Make that Freedom 85

The Old Age Security system is under the gun. Ottawa says it needs an overhaul. Just what exactly it has in mind will be revealed on March 29 when it delivers its budget.

The Old Age Security system is under the gun.

Ottawa says it needs an overhaul. Just what exactly it has in mind will be revealed on March 29 when it delivers its budget.

The broad hints dropped to date have already rattled the retirement cage.

Especially among the most blessed generation of all time, the boomers, who are entering their so-called golden years.

For several decades now, they’ve been lured into believing that, through career thick and thin, they just had to hang in there and they’d be able to put their feet up much earlier than their parents could have ever imagined.

It was billed as Freedom 55.

The dream was neatly packaged and peddled to millions of unsuspecting Canadians who longed to be free in their 30s and 40s, but were persuaded to keep their nose to the grindstone until they’d reached that magical milestone.

At 55, they’d still be young enough to dance, but old enough to know that the limbo was probably a bad idea, at least not without a large supply of Motrin.
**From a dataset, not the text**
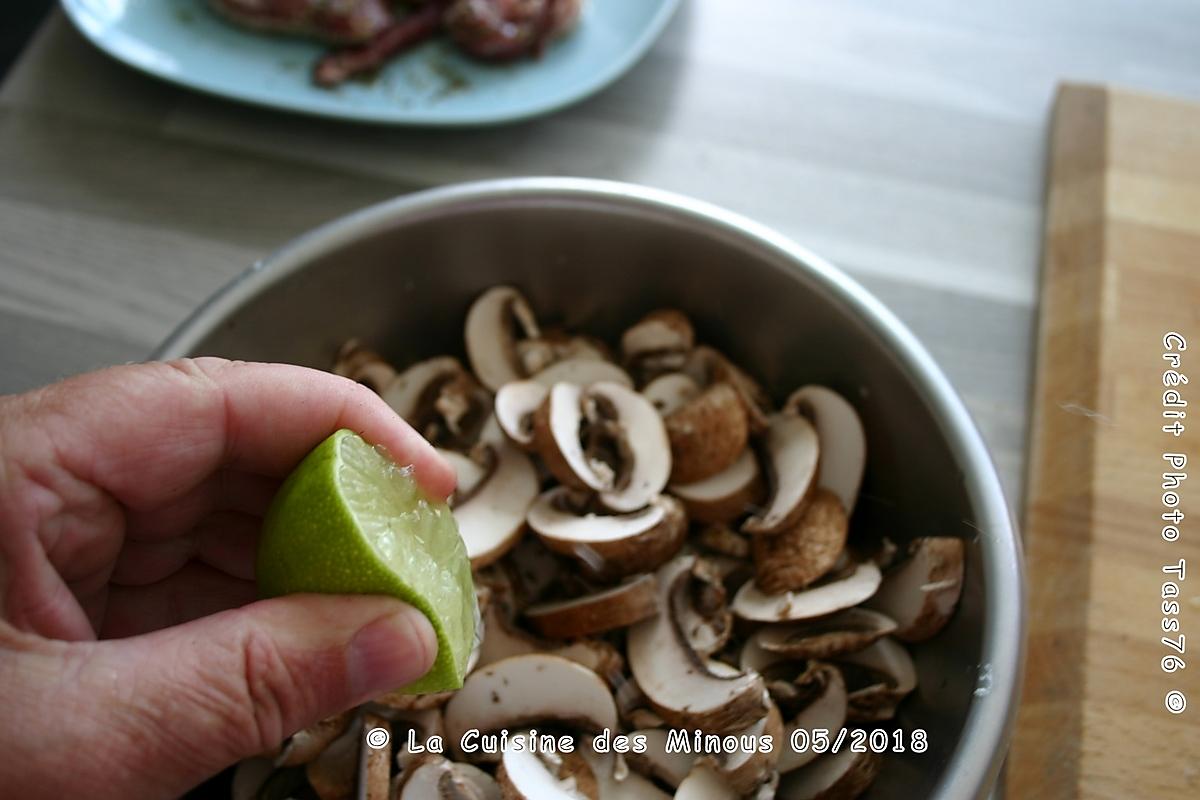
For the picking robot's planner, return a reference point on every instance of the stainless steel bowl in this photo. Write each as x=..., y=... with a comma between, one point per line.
x=595, y=256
On the bright side, they’d have the money to buy it.

In the meantime, if their financial house went sideways because they chose to buy groceries over gold stocks, they could take comfort in knowing the government’s Old Age Security system would swoop in and save them from a diet of alley cats in their senior years.

The dream started to crumble a few years ago when private pension plans fell into bankruptcy, interest rates flatlined and stock markets plunged.

The grand illusion was further eroded when Prime Minister Stephen Harper told the world from Switzerland recently that the Canadian pension system could not withstand the impending boomer juggernaut.

A possible solution: raise the qualifying age for Old Age Security from 65 to 67.

Apparently, this two-year difference could save the country from financial ruin and keep the economy humming.

Critics called it a “manufactured” crisis.

Those still clinging to the Freedom 55 notion called it time-to-face-the-cold-hard-truth: they’d been hoodwinked.

For the vast majority of Canadians, early retirement was never going to come to pass.

For many, even late retirement is starting to look like a long shot.

But perhaps, in this brave new world where 50 is the new 30 and 80 is the new 60, it’s just a matter of setting their sights a little farther afield and lowering expectations a tad.

Seventy-five is probably too old to solo cycle across Siberia, but soon technology will be able to replicate the experience down to the smallest detail, minus the run-in with the Russian mafia. And it won’t cost nearly as much money.

Freedom 85? It has a nice ring to it.